Earthkit-hydro: Xarray and Array Backend Support + Interplay with GPUs¶

This notebook will show how to change array backend, and illustrate the advantages of this by showing autograd behaviour and speedups via the use of GPUs.

import earthkit.hydro as ekh
import numpy as np
import cupy as cp
import torch
import xarray as xr

Switching array backends¶

By default, earthkit-hydro uses numpy, but it is designed to be array backend agnostic. The backend of the river network object is easily changed via the to_device method as follows. This operation is in-place.

numpy_network = ekh.river_network.load("efas", "5")
print(numpy_network.array_backend)
torch_network = ekh.river_network.load("efas", "5").to_device(array_backend="torch")
print(torch_network.array_backend)

Cache disabled.
numpy
Cache disabled.
torch

All operations are then computed in the exact same manner. Inputs must match the river network array backend i.e. it is not possible to input a numpy array to a operation with a torch-backed river network.

Many backends such as jax, tensorflow and cupy are supported, but we show as an example numpy and torch below:

ekh.upstream.array.sum(numpy_network, np.ones(numpy_network.shape))

array([[ 1.,  1.,  1., ..., nan, nan, nan],
       [ 1.,  2.,  4., ..., nan, nan, nan],
       [ 1.,  2.,  1., ..., nan, nan, nan],
       ...,
       [nan, nan, nan, ...,  1.,  2.,  1.],
       [nan, nan, nan, ...,  1.,  6.,  8.],
       [nan, nan, nan, ...,  2.,  1.,  1.]], shape=(2970, 4530))

ekh.upstream.array.sum(torch_network, torch.ones(torch_network.shape))

tensor([[1., 1., 1.,  ..., nan, nan, nan],
        [1., 2., 4.,  ..., nan, nan, nan],
        [1., 2., 1.,  ..., nan, nan, nan],
        ...,
        [nan, nan, nan,  ..., 1., 2., 1.],
        [nan, nan, nan,  ..., 1., 6., 8.],
        [nan, nan, nan,  ..., 2., 1., 1.]])

Differentiability¶

Operations in earthkit-hydro are differentiable, which means that array backends with autograd behaviour can propagate gradients through operations.

initial_tensor = torch.ones(torch_network.n_nodes, requires_grad=True)

output_tensor = ekh.upstream.array.sum(torch_network, initial_tensor, return_type="masked")

loss = output_tensor.sum()

loss.backward()

initial_tensor.grad

tensor([1., 4., 1., ..., 3., 3., 2.])

GPU¶

Many array backend libraries such as torch have the concept of a device.
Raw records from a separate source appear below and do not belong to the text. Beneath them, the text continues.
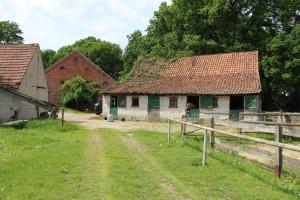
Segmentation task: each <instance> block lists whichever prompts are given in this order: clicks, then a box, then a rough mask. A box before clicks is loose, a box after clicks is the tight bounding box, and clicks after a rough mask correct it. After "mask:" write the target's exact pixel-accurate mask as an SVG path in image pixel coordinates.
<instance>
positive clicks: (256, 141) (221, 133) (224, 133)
mask: <svg viewBox="0 0 300 200" xmlns="http://www.w3.org/2000/svg"><path fill="white" fill-rule="evenodd" d="M169 120H172V121H175V122H179V123H185V124H186V125H189V126H194V127H198V128H202V129H204V130H207V131H215V132H217V133H221V134H224V135H229V136H233V137H237V138H241V139H245V140H250V141H254V142H257V143H261V144H266V145H270V146H273V147H282V148H284V149H289V150H293V151H298V152H300V146H296V145H291V144H284V143H280V142H275V141H269V140H265V139H260V138H256V137H252V136H247V135H242V134H241V135H238V134H236V133H231V132H229V131H223V130H218V129H215V128H210V127H206V126H202V125H199V124H193V123H190V122H183V121H180V120H177V119H169Z"/></svg>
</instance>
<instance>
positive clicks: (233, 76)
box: [101, 51, 261, 120]
mask: <svg viewBox="0 0 300 200" xmlns="http://www.w3.org/2000/svg"><path fill="white" fill-rule="evenodd" d="M260 92H261V83H260V76H259V64H258V52H257V51H255V52H236V53H224V54H215V55H201V56H193V57H185V58H178V59H175V60H169V61H168V60H165V61H149V60H144V61H141V62H139V63H138V64H137V65H136V66H134V68H133V70H132V71H131V74H130V75H129V78H128V79H127V80H126V81H124V82H122V83H117V84H115V85H113V86H111V87H109V88H107V89H105V90H103V91H101V94H103V114H104V115H107V114H109V113H111V114H113V115H115V116H116V117H119V118H125V119H127V120H147V119H166V118H169V117H172V118H177V119H180V118H182V116H186V117H187V118H191V119H193V118H202V117H208V116H210V115H211V114H212V113H213V114H214V117H216V118H220V119H228V118H230V117H233V116H234V115H235V116H236V115H237V114H238V112H241V111H247V110H249V111H259V110H260V97H259V93H260Z"/></svg>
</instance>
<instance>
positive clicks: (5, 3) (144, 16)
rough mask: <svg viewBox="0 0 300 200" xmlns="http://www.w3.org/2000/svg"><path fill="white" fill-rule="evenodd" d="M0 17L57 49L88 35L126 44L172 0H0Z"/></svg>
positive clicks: (170, 1) (33, 42) (53, 47)
mask: <svg viewBox="0 0 300 200" xmlns="http://www.w3.org/2000/svg"><path fill="white" fill-rule="evenodd" d="M0 1H1V2H0V10H1V12H0V20H1V21H3V20H10V21H14V22H17V23H18V24H19V25H20V28H21V30H22V31H23V37H24V40H25V41H24V43H39V44H40V47H41V49H54V50H57V49H59V48H60V47H62V46H64V45H68V44H72V43H73V42H75V41H76V40H79V39H82V38H85V37H87V36H94V37H96V38H100V39H102V40H106V41H110V42H113V43H117V44H119V45H120V46H121V48H123V49H124V48H125V47H126V44H127V35H130V34H131V33H132V32H134V31H135V30H138V29H139V30H141V31H144V30H145V29H146V28H147V26H148V24H149V20H150V19H151V18H152V16H153V12H154V11H155V10H158V8H159V5H160V4H161V2H163V1H165V2H167V3H170V2H171V0H0Z"/></svg>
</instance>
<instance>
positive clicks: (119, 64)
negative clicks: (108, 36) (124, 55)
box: [43, 37, 123, 78]
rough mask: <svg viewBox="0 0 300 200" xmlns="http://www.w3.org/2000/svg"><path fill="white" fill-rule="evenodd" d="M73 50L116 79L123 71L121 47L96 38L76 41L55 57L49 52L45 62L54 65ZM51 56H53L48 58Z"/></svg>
mask: <svg viewBox="0 0 300 200" xmlns="http://www.w3.org/2000/svg"><path fill="white" fill-rule="evenodd" d="M73 50H78V51H79V52H81V53H83V54H84V55H85V56H86V57H87V58H89V59H90V60H91V61H92V62H93V63H95V64H96V65H98V66H99V67H101V69H103V70H104V71H105V72H106V73H108V74H109V75H111V76H113V77H115V78H116V77H117V76H118V74H119V72H120V71H121V70H123V58H122V53H123V52H122V49H121V48H120V46H119V45H117V44H113V43H110V42H107V41H103V40H100V39H96V38H94V37H87V38H84V39H81V40H78V41H76V42H75V43H74V44H71V45H67V46H63V47H61V48H60V49H59V50H58V51H57V52H56V54H55V55H54V56H53V57H52V53H49V51H48V52H44V53H45V54H46V55H44V56H43V57H44V58H45V61H44V62H45V63H47V64H48V65H52V64H54V63H55V62H57V61H58V60H59V59H61V58H63V57H65V56H66V55H68V54H69V53H71V52H72V51H73ZM50 54H51V56H50V57H48V56H49V55H50Z"/></svg>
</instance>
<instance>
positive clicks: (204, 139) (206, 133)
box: [202, 130, 207, 166]
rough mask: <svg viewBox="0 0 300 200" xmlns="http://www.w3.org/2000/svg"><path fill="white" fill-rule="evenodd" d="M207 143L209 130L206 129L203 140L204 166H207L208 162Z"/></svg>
mask: <svg viewBox="0 0 300 200" xmlns="http://www.w3.org/2000/svg"><path fill="white" fill-rule="evenodd" d="M206 143H207V130H205V133H204V140H203V152H202V166H205V163H206Z"/></svg>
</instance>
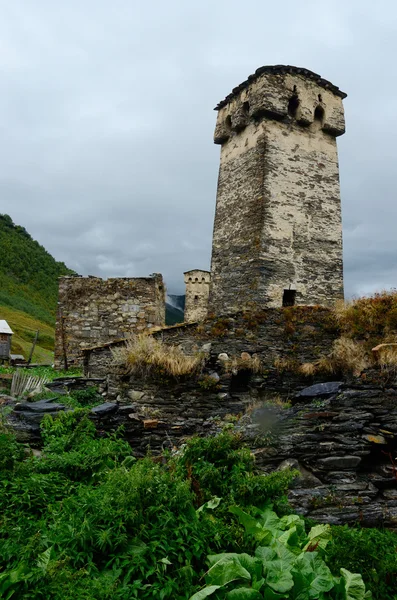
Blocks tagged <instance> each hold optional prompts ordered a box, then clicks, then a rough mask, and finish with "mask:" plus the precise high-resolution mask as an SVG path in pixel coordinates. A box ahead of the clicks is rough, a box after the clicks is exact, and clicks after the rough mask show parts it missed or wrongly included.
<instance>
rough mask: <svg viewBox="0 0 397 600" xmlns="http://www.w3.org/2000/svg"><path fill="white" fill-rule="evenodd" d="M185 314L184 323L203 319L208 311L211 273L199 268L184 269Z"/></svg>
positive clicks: (184, 317)
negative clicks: (184, 283) (200, 269)
mask: <svg viewBox="0 0 397 600" xmlns="http://www.w3.org/2000/svg"><path fill="white" fill-rule="evenodd" d="M184 276H185V286H186V292H185V316H184V320H185V322H186V323H194V322H195V321H203V320H204V319H205V317H206V316H207V312H208V296H209V293H210V282H211V273H210V272H209V271H202V270H200V269H193V270H192V271H186V273H184Z"/></svg>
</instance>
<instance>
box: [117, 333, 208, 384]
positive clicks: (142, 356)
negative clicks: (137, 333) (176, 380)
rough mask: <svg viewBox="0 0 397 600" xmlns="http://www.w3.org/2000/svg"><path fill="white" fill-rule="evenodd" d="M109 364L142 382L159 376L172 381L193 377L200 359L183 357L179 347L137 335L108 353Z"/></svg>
mask: <svg viewBox="0 0 397 600" xmlns="http://www.w3.org/2000/svg"><path fill="white" fill-rule="evenodd" d="M112 356H113V362H114V364H116V365H117V366H119V367H121V368H122V369H123V370H124V371H125V372H126V373H127V374H131V375H132V374H135V375H139V376H141V377H143V378H145V377H149V376H153V375H162V376H171V377H174V378H179V377H184V376H186V375H194V374H197V373H199V372H200V371H201V369H202V366H203V356H202V355H201V354H196V355H194V356H188V355H186V354H185V353H184V352H183V350H182V349H181V348H180V347H179V346H166V345H165V344H163V342H161V341H160V340H158V339H156V338H154V337H152V336H150V335H147V334H140V335H137V336H135V337H133V338H132V339H131V340H129V341H128V342H127V343H126V345H125V346H121V347H119V348H113V349H112Z"/></svg>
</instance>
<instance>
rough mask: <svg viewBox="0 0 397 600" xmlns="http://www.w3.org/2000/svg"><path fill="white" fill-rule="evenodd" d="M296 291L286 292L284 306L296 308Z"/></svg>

By default, this is the CPU. However, operations on the GPU can be of interest to speed up operations. The to_device method can also be used to convert between devices.

print(torch_network.device)
torch_network = torch_network.to_device(device="cuda", array_backend="torch")
print(torch_network.device)

cpu
cuda

Operations can then be conducted on the GPU.

ekh.upstream.array.sum(torch_network, torch.ones(numpy_network.shape, device=torch_network.device), return_type="masked")

tensor([1., 1., 1., ..., 2., 1., 1.], device='cuda:0')

xarray¶

xarray does not support array backends such as torch, tensorflow etc., but it does support both cupy and numpy. Therefore it is possible to leverage the GPU for xarray operations by using a cupy array backend.

example_arr_numpy = np.random.rand(10, *numpy_network.shape)
example_arr_cupy = cp.random.rand(10, *numpy_network.shape)

lat = numpy_network.coords['lat']
lon = numpy_network.coords['lon']
step = np.arange(10)

example_da_numpy = xr.DataArray(
    example_arr_numpy,
    dims = ["step", "lat", "lon"],
    coords = {"step": step, "lat": lat, "lon": lon},
    name = "precip",
    attrs={"units": "m", "description": "Sample precipitation data"}
)

example_da_cupy = xr.DataArray(
    example_arr_cupy,
    dims = ["step", "lat", "lon"],
    coords = {"step": step, "lat": lat, "lon": lon},
    name = "precip",
    attrs={"units": "m", "description": "Sample precipitation data"}
)

%timeit ekh.upstream.sum(numpy_network, example_da_numpy)

4.49 s ± 25.6 ms per loop (mean ± std. dev. of 7 runs, 1 loop each)

cupy_network = numpy_network.to_device(device="cuda")

%timeit ekh.upstream.sum(cupy_network, example_da_cupy)

171 ms ± 650 μs per loop (mean ± std. dev. of 7 runs, 1 loop each)

As seen, this gives a large speedup by moving to the GPU.